Als es einen Angriff gibt und ihre einzige Freundin tödlich verwundet wird, muss Harlow durch das Portal gehen und auf einen Handel mit dem Chaosgott Loki einlassen. Er gibt ihr ein Heilmittel, nachdem sie ihm geholfen hat einige Artefakte zu bekommen.
Als sie beim Diebstahl eines heiligen Pfeils von Amor erwischt wird, belegt dieser die beiden mit einem Fluch. Ihre Seelen wurden verbunden was bedeutet, sie können sich nicht mehr weit voneinander entfernen, ohne dass das tödliche Folgen hat.
So lernen sich beide besser kennen und kann man Loki trauen?
Ich tue mich echt schwer mit der Bewertung. Die Grundidee finde ich wirklich spannend, aber die Umsetzung konnte mich leider nicht so ganz überzeugen.
Ich vergebe 2,5 Sterne und runde auf 3 auf.

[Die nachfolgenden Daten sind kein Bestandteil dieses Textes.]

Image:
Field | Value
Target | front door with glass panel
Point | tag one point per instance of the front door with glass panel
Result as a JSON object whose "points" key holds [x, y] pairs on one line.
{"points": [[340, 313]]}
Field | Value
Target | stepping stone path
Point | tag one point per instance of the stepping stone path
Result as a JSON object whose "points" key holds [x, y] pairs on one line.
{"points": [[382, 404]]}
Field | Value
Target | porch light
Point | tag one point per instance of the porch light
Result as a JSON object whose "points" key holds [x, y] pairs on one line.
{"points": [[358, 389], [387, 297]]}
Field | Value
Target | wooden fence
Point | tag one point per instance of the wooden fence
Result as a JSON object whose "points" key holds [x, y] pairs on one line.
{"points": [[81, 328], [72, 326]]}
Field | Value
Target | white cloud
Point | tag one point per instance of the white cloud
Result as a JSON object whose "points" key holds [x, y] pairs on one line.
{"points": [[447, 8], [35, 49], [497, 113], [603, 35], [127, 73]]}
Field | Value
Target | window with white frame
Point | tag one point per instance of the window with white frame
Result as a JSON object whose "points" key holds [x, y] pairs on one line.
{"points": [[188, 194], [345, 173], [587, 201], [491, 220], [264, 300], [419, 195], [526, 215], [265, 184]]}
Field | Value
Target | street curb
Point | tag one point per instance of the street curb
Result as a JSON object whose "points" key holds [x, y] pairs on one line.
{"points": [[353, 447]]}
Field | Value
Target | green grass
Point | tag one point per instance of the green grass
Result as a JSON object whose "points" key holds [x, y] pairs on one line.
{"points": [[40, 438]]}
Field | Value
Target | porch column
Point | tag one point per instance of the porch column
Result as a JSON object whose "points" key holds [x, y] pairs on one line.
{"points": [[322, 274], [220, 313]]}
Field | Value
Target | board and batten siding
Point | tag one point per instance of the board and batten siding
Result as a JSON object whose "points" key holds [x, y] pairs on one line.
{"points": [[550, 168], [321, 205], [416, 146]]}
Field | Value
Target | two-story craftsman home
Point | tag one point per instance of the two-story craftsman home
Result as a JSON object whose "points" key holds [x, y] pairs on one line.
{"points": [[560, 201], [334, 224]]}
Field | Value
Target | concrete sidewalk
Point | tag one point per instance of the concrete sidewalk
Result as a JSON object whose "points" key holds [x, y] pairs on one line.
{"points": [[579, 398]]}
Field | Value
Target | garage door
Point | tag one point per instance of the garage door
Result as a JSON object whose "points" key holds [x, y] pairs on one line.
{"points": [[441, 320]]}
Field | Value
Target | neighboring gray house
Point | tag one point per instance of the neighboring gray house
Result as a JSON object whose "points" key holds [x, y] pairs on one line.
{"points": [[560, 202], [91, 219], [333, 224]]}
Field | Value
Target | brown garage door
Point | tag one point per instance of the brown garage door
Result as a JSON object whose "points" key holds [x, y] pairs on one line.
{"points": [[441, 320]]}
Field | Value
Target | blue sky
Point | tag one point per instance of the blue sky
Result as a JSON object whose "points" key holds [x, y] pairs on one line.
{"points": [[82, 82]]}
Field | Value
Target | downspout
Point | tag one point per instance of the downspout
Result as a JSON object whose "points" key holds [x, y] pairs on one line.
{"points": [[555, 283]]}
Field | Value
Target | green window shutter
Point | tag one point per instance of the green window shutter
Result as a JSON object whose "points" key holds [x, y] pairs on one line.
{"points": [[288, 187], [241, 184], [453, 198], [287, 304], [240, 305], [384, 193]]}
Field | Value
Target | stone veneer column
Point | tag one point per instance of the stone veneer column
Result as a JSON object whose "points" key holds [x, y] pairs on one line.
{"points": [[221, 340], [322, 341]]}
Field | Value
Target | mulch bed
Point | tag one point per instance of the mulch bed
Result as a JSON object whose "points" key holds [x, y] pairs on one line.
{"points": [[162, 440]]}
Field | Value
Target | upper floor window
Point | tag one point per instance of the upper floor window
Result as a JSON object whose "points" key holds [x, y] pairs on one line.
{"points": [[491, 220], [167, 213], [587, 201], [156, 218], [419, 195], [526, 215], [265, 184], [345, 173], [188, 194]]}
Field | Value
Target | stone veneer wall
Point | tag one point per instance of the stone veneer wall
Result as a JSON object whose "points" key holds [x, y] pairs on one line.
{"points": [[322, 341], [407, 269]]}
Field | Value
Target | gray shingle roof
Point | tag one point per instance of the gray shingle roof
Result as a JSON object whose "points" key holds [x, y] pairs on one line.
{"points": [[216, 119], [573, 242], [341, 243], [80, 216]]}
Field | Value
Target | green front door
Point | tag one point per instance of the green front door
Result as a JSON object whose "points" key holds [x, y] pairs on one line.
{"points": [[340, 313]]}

Mit Harlow wurde ich irgendwie von Anfang an nicht wirklich warm, kann aber nicht benenn, woran es liegt.
Auf der einen Seite muss sie einem einfach leidtun, da sie verachtet wird nur weil sie existiert. Auf der anderen Seite habe ich ihr nicht abgekauft, warum und wie sie anfangs Loki hasst. Das sie nicht mehr um ihre Abstammung hinterfragt und versucht mehr darüber herauszufinden, hat mich verwundert.
Loki finde ich spannend und sehr undurchschaubar angelegt.
Die Liebesgeschichte der beiden konnte mich leider nicht überzeugen. Es ging mir zu schnell und irgendwie war die Chemie zwischen den beiden für mich nicht wirklich da.
Es gibt den Wassergeist Kaia, der wirklich süß und witzig beschrieben wird. Ich denke deshalb taucht er auf, weil er ansonsten für mich nicht wirklich hineinpasst.
Zu viele Dinge sind mir unklar, machen mir bisher einfach nicht wirklich Sinn und werden mir in diesem Band nicht weit genug erklärt. Kurz gibt es mal Details, warum die Welt der Götter und die der Menschen getrennt wurden und das nicht alles so zu sein scheint, wie Harlow das gelernt hat. Hier ist für mich viel Potential, das für mich nicht ganz ausgeschöpft wurde.
Spannung kommt für mich auch nicht wirklich auf.
Das Ende hat es dann in sich, aber das ist mir leider nicht genug.